People on youtube make their skills look everso simple. Much encouraged by this video, I selected locks for colour and texture. No problem for a woman with a card index of her fleece cupboards to find Black Welsh Mountain, unknown Down-type grey fleece, Manx Loaghtan and some Welsh crossbreed.  Using a cone of carpet wool for the core, I had a go at spinning 'funky and cool' yarn from the locks.
It wasn't quite as easy as it looked.   The locks were strangulated by the carpet wool rather than wrapped around it and once threaded through the holes I had drilled in the homemade picture frame, the yarn was much too skinny and far too white to represent earth.
Back to the computer for another youtube search.  More typically, core spinning technique starts with fibre in the form of a batt. The teeth of the Louet Junior Drum Carder disgorged for me a rough batt of the same fleeces with less white and a greater proportion of Black Welsh Mountain. Drafted out, I managed to wrap the carded wool round a thinner core yarn by spinning slowly on the 5:1 ratio on my  Ashford Traveller Wheel.  It was a considerable struggle to pedal BG's Indian Spinner to Navajo three ply the core spun single.  Despite its huge orifice, loose bits of wool kept getting stuck on the flyer hooks and this wheel is really heavy to restart.  My companion pottered into the sitting room, drawn by my grunts of dismay and shrieks of frustration.
"Sounds more like ladies' tennis than spinning in here, Beaut."
"I'm getting the knack, actually, Elinor, but I just realised all the Black Welsh Mountain has made this wool too dark for my picture, since I screwed on that light driftwood."
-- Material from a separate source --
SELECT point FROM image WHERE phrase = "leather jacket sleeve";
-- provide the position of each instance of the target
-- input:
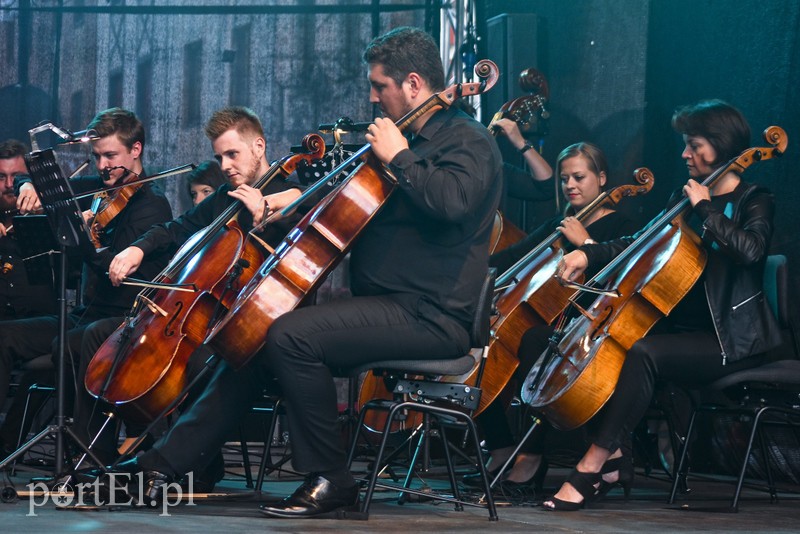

"Gotta suffer for your art yarn. Get that grey fleece back out and go and mix another batt."

I spun art yarn of a sort, glad I only needed a short length.  Now, the unveiling of my finished object.

"Not being funny, Beaut, but that Norn looks much like another one of your fairies to me. Knitting is she? Always thought Norns and Fates were more into weaving."
"This Norn is a small business Norn, not one of the brand leaders. Like Fafnir the dragon said, 
'Of many births the Norns must be, Nor one in race they were; Some to gods, others to elves are kin'."

"Well, your art yarn spun up sturdy, I'll give it that. What's all this gubbins doing on the Norn's knitting?"
"Don't climb on my art, you Philistine. That 'gubbins' represents small but vital things that get lost.  Coins and keys and rings."
"They're very grubby.  This thimble is all broken."
"Mmmm.  Good, isn't it?  I bought them off a metal detectorist."
"You want your head read, Beaut. So, were these lost things found or stolen by your elf-type Norn?  Will their owners ever get them back?"
"Hard to tell if she's benevolent or malevolent.    Go on, I dare you to ask her."
Turns out even a seasoned ewe of the demi-monde can still look shocked. Afterwards, Elinor tried to explain.
"Doesn't sound so awful when you hear it from me, just the way she said it, totally cool, not dropping a stitch.  'Frankly my dear, I couldn't give a damn.'"

Feeling bad about the dare, I poured a good slug of sloe gin into Elinor's teacup.  Really, I suppose I should have pointed out the sign showing the knitting Norn was another kind of Belle Dame sans Merci. 

I think I shall call this work 'Gone'.